Il binomio – policy e brand reputation – si traduce in autenticità dei marchi verificata, presenza di descrizioni complete e trasparenti di ogni singolo prodotto, controllo delle condizioni della merce in vendita. Insomma, non si scappa, ma si guadagna e si risparmia a seconda del punto di vista. Perché l’attendibilità dei marketplace dell’usato è letteralmente ripagata: influenza, conquistando, le scelte di acquisto del 59% della New Gen.

Vinted ne è la riprova. La piattaforma svetta tra le preferenze della New Gen sia per gli acquisti (68% dei consumatori Gen Z; 51% dei Millennials) e sia per le vendite (61% Gen Z; 48% dei Millennials), complici proprio affidabilità e garanzie, cui si aggiungono ampio catalogo e semplicità di utilizzo.

Altro fattore chiave che spinge la New Gen a fare shopping second-hand è la sostenibilità, che strizza l’occhio al 14% degli intervistati. A quanto pare, il fatto di dare una seconda vita ad articoli ancora in buone condizioni, a volte anche con tanto di cartellino, piace di più rispetto a buttare e comprare ex novo. E piace anche al mercato.
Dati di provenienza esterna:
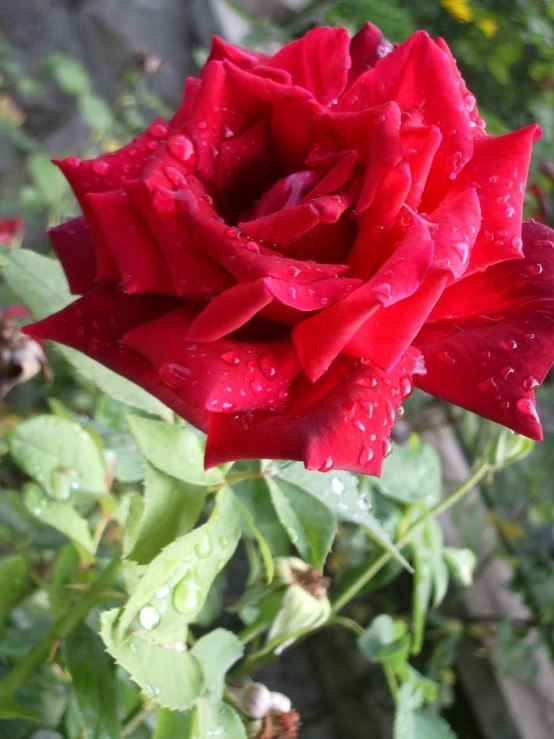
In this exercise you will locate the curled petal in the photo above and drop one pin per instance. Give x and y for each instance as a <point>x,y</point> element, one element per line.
<point>343,421</point>
<point>222,376</point>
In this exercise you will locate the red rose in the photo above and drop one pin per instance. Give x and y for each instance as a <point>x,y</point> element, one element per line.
<point>310,235</point>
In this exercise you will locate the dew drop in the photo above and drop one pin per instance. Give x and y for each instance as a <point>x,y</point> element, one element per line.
<point>487,385</point>
<point>267,365</point>
<point>529,383</point>
<point>527,407</point>
<point>182,149</point>
<point>327,465</point>
<point>406,386</point>
<point>337,486</point>
<point>149,618</point>
<point>101,168</point>
<point>446,358</point>
<point>175,375</point>
<point>366,455</point>
<point>231,357</point>
<point>158,130</point>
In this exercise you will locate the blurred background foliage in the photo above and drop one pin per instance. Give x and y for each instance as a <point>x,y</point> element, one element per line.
<point>505,50</point>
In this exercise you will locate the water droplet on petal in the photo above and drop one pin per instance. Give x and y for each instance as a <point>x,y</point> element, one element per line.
<point>327,465</point>
<point>174,375</point>
<point>337,486</point>
<point>182,149</point>
<point>158,130</point>
<point>528,408</point>
<point>406,386</point>
<point>529,383</point>
<point>231,357</point>
<point>366,455</point>
<point>149,618</point>
<point>487,385</point>
<point>267,365</point>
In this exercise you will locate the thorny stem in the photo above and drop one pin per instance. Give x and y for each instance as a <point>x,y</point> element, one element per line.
<point>257,659</point>
<point>439,508</point>
<point>60,629</point>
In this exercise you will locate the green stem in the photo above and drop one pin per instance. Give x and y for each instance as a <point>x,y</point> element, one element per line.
<point>59,630</point>
<point>439,508</point>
«Tendenze come il second-hand e il crescente interesse delle nuove generazioni per la moda circolare consentono di allungare il ciclo di vita dei prodotti, contribuendo a mitigare concretamente l’impatto ambientale del tessile e dando un segnale molto positivo per il settore», riassume Omar Cadamuro, partner di PwC Italia consumer market.